Ну что ж, вломили крепко… Помимо рассечённой щеки шатались два зуба. Болели рёбра и ныло ухо.
— Хватит, ладно. — Пашка отстранил вновь скованными руками пальцы Туннаса с подолом своей майки и сел. Поёжился. — Холодно. И жрать охота…
…Жрачку плюхали в деревянные миски — их везли в одном из вьюков. А вот ложек не полагалось. Видимо, считалось, что густую кашу рабы съедят и так. Ну что ж…
Каша оказалась гречневой — густой, почти несолёной и, конечно, без мяса или чего-то похожего. Просто пустая каша (а сами лопали с копчёным мясом, судя по запаху). Но живот у мальчишки давно подвело до предела — так, что и голод-то немножко отступил, вернулся только при виде каши, но с утроенной силой. Правда, есть было плохо — пару раз горячая каша попадала изнутри на раненую щёку, и от боли слёзы наворачивались на глаза. Да что ж такое?! Да и «браслеты» мешали, Пашка дёргал руками, сердито зыркал вокруг… и в какой-то момент понял, что его правая кисть от одного из таких рывков до середины пролезла в кольцо!
Пашка обмер. Тут же заставил себя жевать, прикрываясь миской. А правой рукой покручивал, пока железо не врезалось в кожу совсем уж нестерпимо.
И понял, что, пожалуй, сможет вытащить руку. Кольцо, рассчитанное на крупную кисть — мужскую или здешнего юноши, может, даже много работавшего старшего мальчишки — для узких кистей невысокого Пашки оказалось широко.
Туннас, глядя на Пашку, плавным движением задвинул его кисть обратно (на руке выступила кровь из широкого стёса-ссадины). Второй сосед в этот момент пересел, прикрывая происходящее. Пашка посмотрел Туннасу в глаза — в упор, неотрывно. Тот покачал головой, незаметно указал на волков. Потом, не переставая есть — прихватывать прямо губами из стоящей на поднятом колене чашки, опустил руки и на мокрой земле начал чертить линии.
— Rhudaur, — он показал на себя. — Thani… ugru… [21] — поморщился, показал на себя, потом повторил: — Rhudaur… — И показал, как перерезает горло.

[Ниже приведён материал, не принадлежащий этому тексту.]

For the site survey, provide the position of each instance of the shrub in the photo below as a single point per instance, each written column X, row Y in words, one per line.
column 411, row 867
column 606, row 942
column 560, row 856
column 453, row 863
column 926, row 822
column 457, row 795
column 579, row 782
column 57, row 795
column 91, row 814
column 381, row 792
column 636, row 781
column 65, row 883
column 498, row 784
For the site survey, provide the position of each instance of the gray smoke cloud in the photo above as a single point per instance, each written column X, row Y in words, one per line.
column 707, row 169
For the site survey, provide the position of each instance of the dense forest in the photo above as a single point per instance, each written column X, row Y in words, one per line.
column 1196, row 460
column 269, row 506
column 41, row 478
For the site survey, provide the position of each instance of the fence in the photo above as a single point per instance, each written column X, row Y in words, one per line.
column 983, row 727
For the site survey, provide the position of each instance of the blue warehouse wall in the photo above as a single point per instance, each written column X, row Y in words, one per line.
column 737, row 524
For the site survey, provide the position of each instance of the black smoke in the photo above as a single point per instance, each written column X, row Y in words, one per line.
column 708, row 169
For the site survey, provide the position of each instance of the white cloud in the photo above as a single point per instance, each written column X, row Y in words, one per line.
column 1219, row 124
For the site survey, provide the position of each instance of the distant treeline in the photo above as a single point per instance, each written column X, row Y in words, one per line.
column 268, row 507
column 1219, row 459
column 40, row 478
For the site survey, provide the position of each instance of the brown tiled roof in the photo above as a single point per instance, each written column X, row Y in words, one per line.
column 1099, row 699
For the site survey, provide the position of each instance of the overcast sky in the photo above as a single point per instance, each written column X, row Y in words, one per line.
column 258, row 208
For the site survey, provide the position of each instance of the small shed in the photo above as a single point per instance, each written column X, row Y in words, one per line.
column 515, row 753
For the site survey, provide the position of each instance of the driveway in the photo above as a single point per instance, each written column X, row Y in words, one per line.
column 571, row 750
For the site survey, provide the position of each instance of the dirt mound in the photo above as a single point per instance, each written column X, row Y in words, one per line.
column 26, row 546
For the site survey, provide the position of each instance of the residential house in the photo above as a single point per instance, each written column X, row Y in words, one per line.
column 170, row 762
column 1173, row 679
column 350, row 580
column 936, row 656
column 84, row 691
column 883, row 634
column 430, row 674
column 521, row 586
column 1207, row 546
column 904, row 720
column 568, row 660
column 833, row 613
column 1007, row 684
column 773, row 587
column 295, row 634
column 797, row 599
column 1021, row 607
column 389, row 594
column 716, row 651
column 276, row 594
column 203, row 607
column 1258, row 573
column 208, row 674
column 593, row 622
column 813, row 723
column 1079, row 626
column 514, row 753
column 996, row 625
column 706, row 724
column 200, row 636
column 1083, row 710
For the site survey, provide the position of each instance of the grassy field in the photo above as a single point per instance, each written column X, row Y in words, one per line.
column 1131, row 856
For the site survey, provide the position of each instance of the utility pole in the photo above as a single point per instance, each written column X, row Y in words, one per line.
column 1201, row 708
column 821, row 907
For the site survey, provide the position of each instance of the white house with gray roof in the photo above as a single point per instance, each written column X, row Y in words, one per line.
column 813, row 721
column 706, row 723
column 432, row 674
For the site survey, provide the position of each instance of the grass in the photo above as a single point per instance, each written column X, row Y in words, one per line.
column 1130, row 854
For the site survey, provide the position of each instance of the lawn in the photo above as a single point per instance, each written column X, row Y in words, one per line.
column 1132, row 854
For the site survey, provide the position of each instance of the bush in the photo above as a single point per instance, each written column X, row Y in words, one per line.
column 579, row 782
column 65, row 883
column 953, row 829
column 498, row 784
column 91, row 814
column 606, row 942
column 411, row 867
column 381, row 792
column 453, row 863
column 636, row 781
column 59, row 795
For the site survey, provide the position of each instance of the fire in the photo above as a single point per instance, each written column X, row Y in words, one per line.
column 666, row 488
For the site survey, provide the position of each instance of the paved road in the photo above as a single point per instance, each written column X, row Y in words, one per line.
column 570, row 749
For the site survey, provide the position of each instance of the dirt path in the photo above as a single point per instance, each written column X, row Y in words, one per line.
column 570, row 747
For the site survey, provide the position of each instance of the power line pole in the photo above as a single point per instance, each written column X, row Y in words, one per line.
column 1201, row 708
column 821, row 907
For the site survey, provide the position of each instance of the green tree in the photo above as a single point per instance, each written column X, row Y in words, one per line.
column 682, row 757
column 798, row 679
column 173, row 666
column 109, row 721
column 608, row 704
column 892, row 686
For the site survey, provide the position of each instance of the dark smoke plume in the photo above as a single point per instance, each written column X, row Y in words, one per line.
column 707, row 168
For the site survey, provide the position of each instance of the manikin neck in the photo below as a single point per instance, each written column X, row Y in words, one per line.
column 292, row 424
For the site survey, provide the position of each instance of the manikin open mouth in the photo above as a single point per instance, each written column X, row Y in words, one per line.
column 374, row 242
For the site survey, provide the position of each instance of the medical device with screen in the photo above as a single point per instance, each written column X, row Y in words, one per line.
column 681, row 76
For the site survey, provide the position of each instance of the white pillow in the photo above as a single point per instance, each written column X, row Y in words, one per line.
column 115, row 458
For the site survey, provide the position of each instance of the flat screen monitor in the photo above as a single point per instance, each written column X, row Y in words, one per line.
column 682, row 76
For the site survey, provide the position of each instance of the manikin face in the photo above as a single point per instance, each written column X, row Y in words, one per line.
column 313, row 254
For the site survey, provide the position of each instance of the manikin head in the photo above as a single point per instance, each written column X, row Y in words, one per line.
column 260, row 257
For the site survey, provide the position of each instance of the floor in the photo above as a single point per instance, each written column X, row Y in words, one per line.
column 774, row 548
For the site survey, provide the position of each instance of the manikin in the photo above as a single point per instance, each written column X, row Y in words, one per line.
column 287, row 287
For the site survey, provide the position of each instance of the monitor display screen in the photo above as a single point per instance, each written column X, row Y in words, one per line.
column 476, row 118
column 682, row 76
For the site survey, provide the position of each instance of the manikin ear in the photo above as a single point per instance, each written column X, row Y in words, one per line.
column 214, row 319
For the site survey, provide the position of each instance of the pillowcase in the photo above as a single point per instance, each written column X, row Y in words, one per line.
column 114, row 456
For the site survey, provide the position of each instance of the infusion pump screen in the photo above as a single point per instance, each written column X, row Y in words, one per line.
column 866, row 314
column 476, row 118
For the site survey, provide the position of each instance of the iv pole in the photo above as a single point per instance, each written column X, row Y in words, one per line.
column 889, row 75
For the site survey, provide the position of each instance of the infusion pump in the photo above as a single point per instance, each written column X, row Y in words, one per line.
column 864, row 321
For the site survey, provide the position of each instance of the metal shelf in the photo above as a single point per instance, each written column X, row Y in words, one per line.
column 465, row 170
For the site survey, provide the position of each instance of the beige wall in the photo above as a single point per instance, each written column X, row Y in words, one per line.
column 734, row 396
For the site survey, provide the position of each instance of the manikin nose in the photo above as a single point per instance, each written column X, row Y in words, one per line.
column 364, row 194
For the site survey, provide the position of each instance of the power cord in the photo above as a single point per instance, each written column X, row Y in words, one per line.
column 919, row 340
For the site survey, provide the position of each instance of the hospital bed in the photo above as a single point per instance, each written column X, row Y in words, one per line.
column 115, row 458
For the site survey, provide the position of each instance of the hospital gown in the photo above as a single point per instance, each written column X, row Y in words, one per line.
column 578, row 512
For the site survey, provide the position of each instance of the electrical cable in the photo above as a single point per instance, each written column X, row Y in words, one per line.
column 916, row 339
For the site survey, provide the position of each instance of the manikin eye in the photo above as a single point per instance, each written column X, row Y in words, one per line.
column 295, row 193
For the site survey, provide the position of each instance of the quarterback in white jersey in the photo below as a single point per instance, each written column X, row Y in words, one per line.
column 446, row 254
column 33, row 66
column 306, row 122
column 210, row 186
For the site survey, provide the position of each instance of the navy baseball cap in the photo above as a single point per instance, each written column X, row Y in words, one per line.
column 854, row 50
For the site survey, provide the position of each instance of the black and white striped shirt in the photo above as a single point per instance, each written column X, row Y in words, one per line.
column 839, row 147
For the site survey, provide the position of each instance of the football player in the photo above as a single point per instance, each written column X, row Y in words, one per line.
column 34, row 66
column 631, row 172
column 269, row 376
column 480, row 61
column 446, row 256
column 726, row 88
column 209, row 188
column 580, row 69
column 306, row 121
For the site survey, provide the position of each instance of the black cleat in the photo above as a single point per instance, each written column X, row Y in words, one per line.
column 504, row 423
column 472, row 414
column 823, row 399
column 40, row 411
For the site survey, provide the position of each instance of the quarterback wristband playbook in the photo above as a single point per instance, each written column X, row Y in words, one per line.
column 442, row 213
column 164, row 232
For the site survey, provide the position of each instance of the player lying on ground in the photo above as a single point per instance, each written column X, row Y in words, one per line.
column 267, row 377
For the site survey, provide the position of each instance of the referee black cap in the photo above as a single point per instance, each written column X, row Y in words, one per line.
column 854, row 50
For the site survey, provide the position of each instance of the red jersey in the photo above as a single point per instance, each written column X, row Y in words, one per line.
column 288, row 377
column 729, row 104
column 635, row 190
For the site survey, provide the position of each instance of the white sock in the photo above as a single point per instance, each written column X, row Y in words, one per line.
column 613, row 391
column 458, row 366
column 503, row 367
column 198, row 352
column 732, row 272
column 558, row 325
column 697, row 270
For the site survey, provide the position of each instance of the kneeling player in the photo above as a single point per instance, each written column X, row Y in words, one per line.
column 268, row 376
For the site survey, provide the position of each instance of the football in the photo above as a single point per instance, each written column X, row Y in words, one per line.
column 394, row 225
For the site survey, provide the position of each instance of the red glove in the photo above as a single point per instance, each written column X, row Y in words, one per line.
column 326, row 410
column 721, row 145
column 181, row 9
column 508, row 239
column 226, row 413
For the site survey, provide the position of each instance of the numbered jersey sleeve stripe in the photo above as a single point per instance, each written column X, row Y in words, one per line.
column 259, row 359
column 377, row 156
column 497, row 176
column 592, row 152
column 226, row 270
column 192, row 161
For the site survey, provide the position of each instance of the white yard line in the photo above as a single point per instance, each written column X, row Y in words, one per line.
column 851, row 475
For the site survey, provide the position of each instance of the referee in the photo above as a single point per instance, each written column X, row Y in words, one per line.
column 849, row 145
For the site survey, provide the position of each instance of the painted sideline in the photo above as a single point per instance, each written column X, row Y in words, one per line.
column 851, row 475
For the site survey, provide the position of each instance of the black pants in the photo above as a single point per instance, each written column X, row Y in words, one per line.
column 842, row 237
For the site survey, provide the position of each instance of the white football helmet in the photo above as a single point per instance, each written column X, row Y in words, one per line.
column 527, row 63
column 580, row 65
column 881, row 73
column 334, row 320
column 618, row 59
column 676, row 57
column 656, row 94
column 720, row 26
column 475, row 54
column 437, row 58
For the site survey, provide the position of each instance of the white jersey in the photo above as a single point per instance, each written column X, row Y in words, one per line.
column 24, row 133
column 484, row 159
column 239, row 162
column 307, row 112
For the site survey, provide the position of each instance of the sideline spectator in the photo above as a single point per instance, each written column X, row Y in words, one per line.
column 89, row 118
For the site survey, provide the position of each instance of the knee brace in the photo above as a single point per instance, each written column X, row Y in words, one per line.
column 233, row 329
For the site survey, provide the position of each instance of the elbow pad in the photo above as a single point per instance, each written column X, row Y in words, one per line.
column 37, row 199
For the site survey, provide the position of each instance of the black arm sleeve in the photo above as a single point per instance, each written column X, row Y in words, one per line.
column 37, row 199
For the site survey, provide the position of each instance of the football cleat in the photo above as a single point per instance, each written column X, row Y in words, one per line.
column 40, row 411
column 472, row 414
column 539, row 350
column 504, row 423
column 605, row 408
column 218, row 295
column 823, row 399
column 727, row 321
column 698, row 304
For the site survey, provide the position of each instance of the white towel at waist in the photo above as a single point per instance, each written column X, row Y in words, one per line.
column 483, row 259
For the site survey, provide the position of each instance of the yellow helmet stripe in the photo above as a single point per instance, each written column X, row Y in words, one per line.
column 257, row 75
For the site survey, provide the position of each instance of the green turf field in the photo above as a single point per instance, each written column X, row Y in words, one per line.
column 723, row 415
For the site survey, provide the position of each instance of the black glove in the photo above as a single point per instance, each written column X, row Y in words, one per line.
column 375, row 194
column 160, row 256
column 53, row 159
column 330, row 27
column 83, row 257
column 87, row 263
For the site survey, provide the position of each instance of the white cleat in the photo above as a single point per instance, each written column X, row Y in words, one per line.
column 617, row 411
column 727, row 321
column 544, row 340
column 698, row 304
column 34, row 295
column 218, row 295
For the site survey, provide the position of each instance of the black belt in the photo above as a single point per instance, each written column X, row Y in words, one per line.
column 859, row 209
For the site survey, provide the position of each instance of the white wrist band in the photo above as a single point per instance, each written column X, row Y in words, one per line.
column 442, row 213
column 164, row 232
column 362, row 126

— Я понял, — кивнул Пашка. — Твоя земля. Рудаур. Тут плохо. Да?
Наверное, Туннас понял только кивок, но в ответ кивнул. Ткнул в чертёж:
— Nen… — украдкой повёл вокруг, обводя рабов, орков, волков…
— Мы… — прошептал Пашка и снова кивнул. Туннас опять ответил кивком. И провёл решительную черту на юг (кажется):
— Cardolan, — и ещё одну — на юго-запад: — Arthedain… — повторил, — nên… — И пальцами показал идущего человека, потом — на свои чёрточки.
Пашка опять кивнул. Он на самом деле понял. Они идут не на север, которого сначала так боялись его спутники. А почему-то на юг. Туда, где… эти Кардолан и Артедайн. Арнорские княжества, где «хорошие парни».
А вдруг получится сбежать?! Пашка быстро посмотрел в стороны, как будто его мысли могли подслушать конвоиры. Туннас — с блеском в глазах — тронул кольца на руках мальчишки и одобрительно кивнул: мол, да, можно будет попробовать! Это было ясно без слов.